Due elementi principali contraddistinguono le coppie difficili: la confusione tra il ruolo di genitore e quello di coniuge, e il coinvolgimento, a più livelli, dei figli all’interno della conflittualità dei genitori.
 Confusione tra il ruolo di genitore e quello di coniuge.
La crisi del rapporto coniugale spesso comporta la strumentalizzazione del ruolo genitoriale. Succede così che i ruoli vengano confusi e che il conflitto verta sui figli e si inasprisca proprio in merito a un argomento così delicato.

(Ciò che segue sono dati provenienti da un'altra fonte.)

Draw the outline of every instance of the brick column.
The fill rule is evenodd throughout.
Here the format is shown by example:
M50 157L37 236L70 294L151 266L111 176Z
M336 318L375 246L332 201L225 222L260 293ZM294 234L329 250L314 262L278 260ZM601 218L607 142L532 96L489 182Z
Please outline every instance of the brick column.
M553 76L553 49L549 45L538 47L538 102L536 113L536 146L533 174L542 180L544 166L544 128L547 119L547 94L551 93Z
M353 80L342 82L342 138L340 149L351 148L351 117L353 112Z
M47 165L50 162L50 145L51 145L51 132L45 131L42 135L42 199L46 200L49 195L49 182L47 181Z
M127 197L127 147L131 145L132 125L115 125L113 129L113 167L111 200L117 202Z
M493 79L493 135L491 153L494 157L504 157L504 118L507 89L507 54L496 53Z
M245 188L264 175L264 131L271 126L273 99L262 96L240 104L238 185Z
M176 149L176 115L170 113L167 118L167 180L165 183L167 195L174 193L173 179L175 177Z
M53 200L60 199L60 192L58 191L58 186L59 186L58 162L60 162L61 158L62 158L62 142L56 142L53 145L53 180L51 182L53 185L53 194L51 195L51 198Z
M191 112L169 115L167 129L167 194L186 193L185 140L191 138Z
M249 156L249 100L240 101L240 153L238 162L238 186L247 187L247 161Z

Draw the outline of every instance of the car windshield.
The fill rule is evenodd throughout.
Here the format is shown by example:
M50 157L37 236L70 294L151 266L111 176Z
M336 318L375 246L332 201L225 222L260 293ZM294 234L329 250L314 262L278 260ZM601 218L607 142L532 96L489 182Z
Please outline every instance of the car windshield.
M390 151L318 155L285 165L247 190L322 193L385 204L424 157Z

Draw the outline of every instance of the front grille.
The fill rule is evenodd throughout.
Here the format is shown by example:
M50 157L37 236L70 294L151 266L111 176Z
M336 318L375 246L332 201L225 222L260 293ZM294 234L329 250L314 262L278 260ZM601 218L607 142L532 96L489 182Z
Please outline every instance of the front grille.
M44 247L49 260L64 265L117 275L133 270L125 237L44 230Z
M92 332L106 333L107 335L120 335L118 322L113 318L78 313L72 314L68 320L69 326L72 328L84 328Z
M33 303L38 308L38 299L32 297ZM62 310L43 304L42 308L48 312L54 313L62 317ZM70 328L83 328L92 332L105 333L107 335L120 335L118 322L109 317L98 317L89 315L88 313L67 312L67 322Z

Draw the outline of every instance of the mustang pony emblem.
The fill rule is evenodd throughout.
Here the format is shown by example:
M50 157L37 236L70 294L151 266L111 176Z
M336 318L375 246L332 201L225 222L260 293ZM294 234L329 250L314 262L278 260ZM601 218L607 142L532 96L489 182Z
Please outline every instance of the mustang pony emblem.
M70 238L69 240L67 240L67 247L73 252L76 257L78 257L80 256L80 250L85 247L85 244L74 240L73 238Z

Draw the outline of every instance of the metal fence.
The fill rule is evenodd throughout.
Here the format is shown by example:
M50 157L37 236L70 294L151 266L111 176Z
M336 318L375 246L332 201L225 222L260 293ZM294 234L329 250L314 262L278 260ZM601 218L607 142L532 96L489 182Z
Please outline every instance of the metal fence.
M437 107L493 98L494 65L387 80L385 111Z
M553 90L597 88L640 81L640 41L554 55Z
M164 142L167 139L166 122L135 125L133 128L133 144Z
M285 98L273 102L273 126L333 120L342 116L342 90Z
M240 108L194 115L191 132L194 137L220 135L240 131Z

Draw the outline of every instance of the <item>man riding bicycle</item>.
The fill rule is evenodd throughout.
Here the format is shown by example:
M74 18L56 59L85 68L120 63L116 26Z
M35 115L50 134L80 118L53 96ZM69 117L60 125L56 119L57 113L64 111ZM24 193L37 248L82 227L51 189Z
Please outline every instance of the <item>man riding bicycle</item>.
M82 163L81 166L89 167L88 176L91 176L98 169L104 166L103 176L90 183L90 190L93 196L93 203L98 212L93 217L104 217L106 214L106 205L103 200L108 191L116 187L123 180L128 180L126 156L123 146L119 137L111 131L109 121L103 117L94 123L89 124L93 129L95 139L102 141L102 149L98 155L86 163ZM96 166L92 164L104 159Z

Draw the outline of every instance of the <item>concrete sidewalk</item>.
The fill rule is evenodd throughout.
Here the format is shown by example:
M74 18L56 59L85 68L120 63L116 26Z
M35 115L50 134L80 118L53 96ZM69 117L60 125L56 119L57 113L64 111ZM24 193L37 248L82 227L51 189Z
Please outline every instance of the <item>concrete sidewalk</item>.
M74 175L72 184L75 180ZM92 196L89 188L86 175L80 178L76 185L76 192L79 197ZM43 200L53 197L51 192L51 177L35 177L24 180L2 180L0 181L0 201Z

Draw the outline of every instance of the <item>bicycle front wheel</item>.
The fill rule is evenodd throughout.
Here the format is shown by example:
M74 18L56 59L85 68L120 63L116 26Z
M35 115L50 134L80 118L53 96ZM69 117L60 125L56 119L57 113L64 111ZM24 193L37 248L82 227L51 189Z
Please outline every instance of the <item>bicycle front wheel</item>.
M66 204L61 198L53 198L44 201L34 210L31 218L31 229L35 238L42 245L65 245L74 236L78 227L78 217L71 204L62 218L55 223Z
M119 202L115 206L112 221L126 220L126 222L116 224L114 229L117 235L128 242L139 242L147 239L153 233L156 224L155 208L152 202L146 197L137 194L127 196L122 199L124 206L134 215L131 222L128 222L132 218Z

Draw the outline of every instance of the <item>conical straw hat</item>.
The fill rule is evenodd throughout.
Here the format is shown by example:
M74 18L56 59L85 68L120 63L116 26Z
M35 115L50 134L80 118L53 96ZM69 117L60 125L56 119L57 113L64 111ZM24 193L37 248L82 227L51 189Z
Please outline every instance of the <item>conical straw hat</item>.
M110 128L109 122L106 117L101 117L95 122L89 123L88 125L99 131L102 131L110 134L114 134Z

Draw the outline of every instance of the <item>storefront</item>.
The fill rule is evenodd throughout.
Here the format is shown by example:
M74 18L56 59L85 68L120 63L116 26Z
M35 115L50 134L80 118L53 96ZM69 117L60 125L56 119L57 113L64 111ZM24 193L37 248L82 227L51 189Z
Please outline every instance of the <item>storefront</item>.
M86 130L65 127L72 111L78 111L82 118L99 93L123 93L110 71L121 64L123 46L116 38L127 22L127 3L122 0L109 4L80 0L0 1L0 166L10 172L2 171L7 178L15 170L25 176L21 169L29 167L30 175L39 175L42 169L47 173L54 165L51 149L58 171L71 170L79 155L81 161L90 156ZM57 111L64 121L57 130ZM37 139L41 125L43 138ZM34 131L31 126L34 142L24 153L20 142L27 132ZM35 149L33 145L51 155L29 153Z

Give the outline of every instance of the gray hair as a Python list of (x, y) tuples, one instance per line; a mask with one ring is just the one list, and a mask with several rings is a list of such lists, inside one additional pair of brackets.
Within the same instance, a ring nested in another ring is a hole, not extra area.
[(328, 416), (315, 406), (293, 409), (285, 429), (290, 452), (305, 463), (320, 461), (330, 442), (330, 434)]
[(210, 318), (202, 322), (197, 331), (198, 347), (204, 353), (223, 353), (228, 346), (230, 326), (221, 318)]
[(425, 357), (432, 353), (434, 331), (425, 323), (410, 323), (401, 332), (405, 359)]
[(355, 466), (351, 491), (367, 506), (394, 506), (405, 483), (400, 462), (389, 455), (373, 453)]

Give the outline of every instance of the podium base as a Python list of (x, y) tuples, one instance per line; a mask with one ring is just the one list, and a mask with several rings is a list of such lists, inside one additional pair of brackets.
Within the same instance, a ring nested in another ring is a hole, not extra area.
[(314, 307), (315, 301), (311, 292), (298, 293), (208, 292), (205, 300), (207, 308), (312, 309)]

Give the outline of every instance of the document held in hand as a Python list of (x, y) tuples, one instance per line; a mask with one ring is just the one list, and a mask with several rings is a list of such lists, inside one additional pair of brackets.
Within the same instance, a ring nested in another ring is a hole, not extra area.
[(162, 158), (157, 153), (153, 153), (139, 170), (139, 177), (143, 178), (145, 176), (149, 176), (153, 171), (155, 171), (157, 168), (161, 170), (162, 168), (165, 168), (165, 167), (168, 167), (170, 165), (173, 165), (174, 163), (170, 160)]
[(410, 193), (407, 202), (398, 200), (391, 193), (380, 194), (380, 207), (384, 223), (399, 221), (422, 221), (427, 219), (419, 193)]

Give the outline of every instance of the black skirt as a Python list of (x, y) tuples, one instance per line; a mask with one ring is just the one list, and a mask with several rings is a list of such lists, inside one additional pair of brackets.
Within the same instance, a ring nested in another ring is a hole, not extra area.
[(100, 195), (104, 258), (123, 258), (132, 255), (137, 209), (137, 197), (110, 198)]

È così che la moglie lasciata accusa l’ex marito di “non prendersi più cura di noi”, sovrapponendo il ruolo di

marito che interrompe la relazione coniugale a quello del padre che invece, con ogni probabilità, non desidera affatto troncare il rapporto con il figlio. Per identificare questo meccanismo una strategia utilizzabile dal mediatore è quella di sostituire, mentalmente, il nome del figlio con il nome del coniuge quando una persona parla: se la frase non perde il suo significato, c’è una confusione di ruoli in atto. Anche la riluttanza ad ammettere che l’altro sia un buon genitore è indice di probabile confusione di ruoli. Il mediatore provvederà dunque a ricordare alla coppia che essi, in quanto adulti, ricoprono sia il ruolo di coniugi sia quello di genitori, e che i due contesti sono ben distinti. Egli dovrà fare chiarezza e rendere esplicito il loro comportamento, sempre con l’accortezza di evitare i giudizi e le opinioni personali.
 Conflittualità agita di fronte ai figli e strumentalizzazione degli stessi
La confusione dei ruoli comporta indirettamente la strumentalizzazione dei sentimenti dei figli al fine di un ricongiungimento col partner. Oltre a ciò, vi sono ulteriori elementi che comportano sofferenze per i figli e che possono inficiare il loro benessere e sviluppo psicoaffettivo: in particolare risulta dannosa l’esposizione continua e ripetuta alle liti intense. Per questo motivo il mediatore favorisce la consapevolezza delle dinamiche conflittuali in modo che la coppia impari a riconoscere i segnali che porterebbero a un’escalation e a evitare che ciò accada in presenza dei figli. Inoltre, grazie al suo esempio pratico, tramite il meccanismo dell’apprendimento osservativo (Bandura, 1977) le coppie imparano strategie comunicative più efficaci: affrontare un argomento per volta, coinvolgere nella discussione solo le persone fisicamente presenti, astenersi da insulti e grida, rispettare i turni di parola.